Mr. Giamatteo previously served as president and chief revenue officer of Silicon Valley cybersecurity stalwart McAfee Corp. from 2013 through early 2020, and before that, as chief operating officer of technology companies AVG Technologies NV, Solera Inc. and RealNetworks. Inc. From 1988 through mid-2005, he worked at Nortel Networks Corp., finishing as president and CEO of its Asia-Pacific business.

His experience and track record “means he is strongly positioned to drive this critical transformation of BlackBerry,” said Mike Daniels, chair of the board’s compensation, nomination and governance committee, in the release.

Mr. Chen, a veteran technology turnaround specialist, was appointed in November, 2013, to replace Thorsten Heins, who had taken over in early 2012 from long-time co-CEOs Jim Balsillie and Mike Lazaridis. Mr. Chen oversaw one last unsuccessful attempt to revive the rapidly shrinking handset business before the company retreated from smartphone manufacturing, slashing costs and staff. Today, BlackBerry no longer supports its former device operating systems.

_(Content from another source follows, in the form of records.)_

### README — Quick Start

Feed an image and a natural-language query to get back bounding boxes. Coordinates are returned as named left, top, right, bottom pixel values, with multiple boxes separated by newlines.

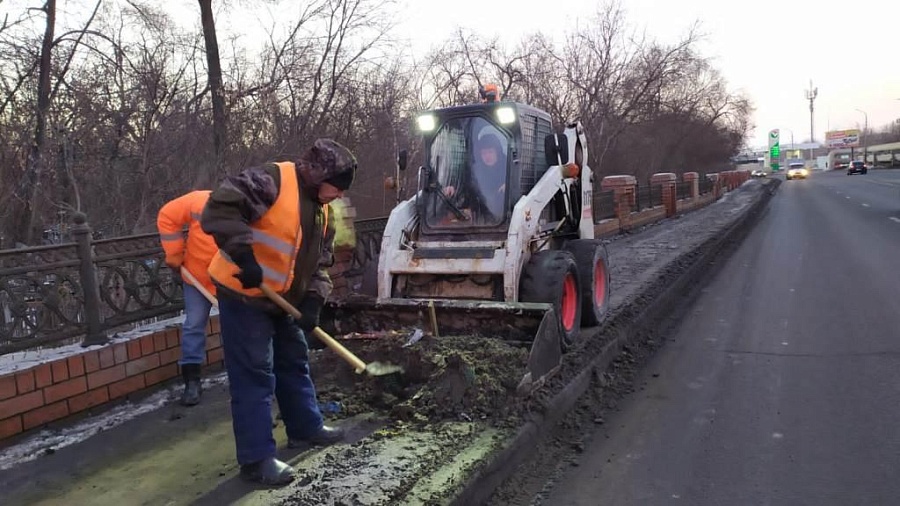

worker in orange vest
left=156, top=190, right=218, bottom=406
left=201, top=139, right=356, bottom=486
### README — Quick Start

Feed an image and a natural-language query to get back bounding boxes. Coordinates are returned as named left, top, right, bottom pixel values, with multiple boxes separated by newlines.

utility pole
left=806, top=79, right=819, bottom=160
left=857, top=109, right=869, bottom=163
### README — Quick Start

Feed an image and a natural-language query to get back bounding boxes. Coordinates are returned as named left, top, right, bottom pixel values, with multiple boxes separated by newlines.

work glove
left=166, top=264, right=181, bottom=279
left=231, top=248, right=262, bottom=290
left=297, top=294, right=325, bottom=334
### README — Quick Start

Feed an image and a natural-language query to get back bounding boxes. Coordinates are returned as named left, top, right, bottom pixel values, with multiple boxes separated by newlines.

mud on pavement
left=0, top=181, right=777, bottom=505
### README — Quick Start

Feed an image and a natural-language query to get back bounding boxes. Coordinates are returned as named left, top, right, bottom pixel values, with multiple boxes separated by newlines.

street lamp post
left=857, top=109, right=869, bottom=163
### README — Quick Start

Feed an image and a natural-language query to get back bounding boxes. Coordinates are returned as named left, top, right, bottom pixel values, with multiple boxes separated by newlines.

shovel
left=259, top=284, right=403, bottom=376
left=181, top=267, right=219, bottom=307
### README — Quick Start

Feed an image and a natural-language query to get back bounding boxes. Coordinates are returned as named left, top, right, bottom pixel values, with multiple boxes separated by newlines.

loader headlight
left=416, top=114, right=437, bottom=132
left=497, top=107, right=516, bottom=125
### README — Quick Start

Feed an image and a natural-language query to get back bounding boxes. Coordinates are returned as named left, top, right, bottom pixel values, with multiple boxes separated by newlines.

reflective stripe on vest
left=209, top=162, right=303, bottom=297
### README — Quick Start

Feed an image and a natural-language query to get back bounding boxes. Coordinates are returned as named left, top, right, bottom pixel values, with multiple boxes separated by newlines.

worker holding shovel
left=156, top=190, right=218, bottom=406
left=201, top=139, right=356, bottom=486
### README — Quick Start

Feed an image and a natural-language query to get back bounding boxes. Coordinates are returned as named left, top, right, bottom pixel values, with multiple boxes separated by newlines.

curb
left=449, top=181, right=780, bottom=506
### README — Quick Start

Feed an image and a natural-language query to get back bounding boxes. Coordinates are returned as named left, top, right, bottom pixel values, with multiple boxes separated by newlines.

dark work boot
left=241, top=457, right=294, bottom=487
left=181, top=364, right=203, bottom=406
left=288, top=425, right=344, bottom=448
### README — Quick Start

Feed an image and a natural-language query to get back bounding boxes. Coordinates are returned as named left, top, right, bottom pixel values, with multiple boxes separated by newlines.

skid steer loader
left=320, top=97, right=609, bottom=391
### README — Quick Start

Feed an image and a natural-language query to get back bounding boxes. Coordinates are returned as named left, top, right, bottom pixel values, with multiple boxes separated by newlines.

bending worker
left=202, top=139, right=356, bottom=486
left=156, top=190, right=218, bottom=406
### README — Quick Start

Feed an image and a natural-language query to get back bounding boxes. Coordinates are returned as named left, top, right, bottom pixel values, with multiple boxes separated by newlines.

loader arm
left=503, top=165, right=573, bottom=302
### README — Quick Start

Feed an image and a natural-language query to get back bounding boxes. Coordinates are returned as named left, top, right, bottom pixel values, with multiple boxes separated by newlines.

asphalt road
left=537, top=171, right=900, bottom=506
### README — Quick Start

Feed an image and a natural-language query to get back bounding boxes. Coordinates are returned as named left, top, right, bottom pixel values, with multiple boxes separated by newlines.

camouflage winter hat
left=297, top=139, right=356, bottom=190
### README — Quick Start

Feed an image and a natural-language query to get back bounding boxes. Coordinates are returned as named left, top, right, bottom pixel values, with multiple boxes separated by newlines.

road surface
left=533, top=170, right=900, bottom=506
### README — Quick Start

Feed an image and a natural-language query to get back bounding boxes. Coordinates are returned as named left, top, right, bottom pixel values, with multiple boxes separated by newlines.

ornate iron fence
left=0, top=216, right=183, bottom=354
left=699, top=174, right=714, bottom=195
left=631, top=183, right=662, bottom=213
left=675, top=181, right=693, bottom=200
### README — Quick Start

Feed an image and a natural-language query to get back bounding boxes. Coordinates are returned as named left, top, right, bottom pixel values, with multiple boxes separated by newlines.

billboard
left=825, top=129, right=859, bottom=149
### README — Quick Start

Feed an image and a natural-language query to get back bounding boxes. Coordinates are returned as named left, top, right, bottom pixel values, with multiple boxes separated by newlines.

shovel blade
left=320, top=299, right=563, bottom=394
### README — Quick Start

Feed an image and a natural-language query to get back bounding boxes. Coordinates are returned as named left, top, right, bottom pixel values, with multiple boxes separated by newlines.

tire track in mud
left=452, top=180, right=780, bottom=506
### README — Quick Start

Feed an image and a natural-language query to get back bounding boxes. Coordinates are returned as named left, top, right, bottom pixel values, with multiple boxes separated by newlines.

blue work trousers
left=219, top=295, right=323, bottom=465
left=178, top=282, right=212, bottom=365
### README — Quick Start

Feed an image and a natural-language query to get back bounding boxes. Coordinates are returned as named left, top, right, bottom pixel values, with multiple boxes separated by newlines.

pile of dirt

On Mr. Chen’s watch, BlackBerry acquired software businesses that offered centralized device management and cybersecurity. It also embarked on a lucrative campaign to extract payments from other companies for alleged use of its smartphone-era patents before selling most of its intellectual property earlier this year. Its IoT division, which is managed out of another acquired company, Ottawa-based QNX, delivered brisk growth supplying in-car internet software to all 10 of the world’s largest automakers, who have put it to work in 235 million vehicles.

Mr. Chen’s protracted turnaround attempt was aided by billions of dollars in legacy high-margin service-fee revenue negotiated by his predecessors with telecom carriers when BlackBerry devices were in hot demand, and which poured in for years afterward.

But he otherwise delivered little payoff, leading to growing discontent among stakeholders about the hodgepodge of businesses Mr. Chen claimed would someday provide convergence benefits. The cybersecurity business has disappointed, delivering far less growth than expected, including during Mr. Giamatteo’s tenure. And while IoT is expected to deliver 20-per-cent growth for years, BlackBerry recently cut the unit’s revenue forecast for this year.

BlackBerry’s shares have languished for years. The exception was a brief spike when it became a “meme stock” in 2021, and Mr. Chen promptly sold US$24.8-million worth of shares, which had only vested because of the craze-fuelled surge – prompting outrage and pushback from proxy advisory firms.

The stock now trades at roughly the same level it was 24 years ago when its wireless e-mail device was the world’s hottest tech gadget. Last year, BlackBerry drew interest from British hedge fund Fifthdelta Ltd., which bought enough of the company’s stock to become its largest shareholder, prompting the launch of this year’s strategic review.

BlackBerry releases third quarter earnings on Dec. 20.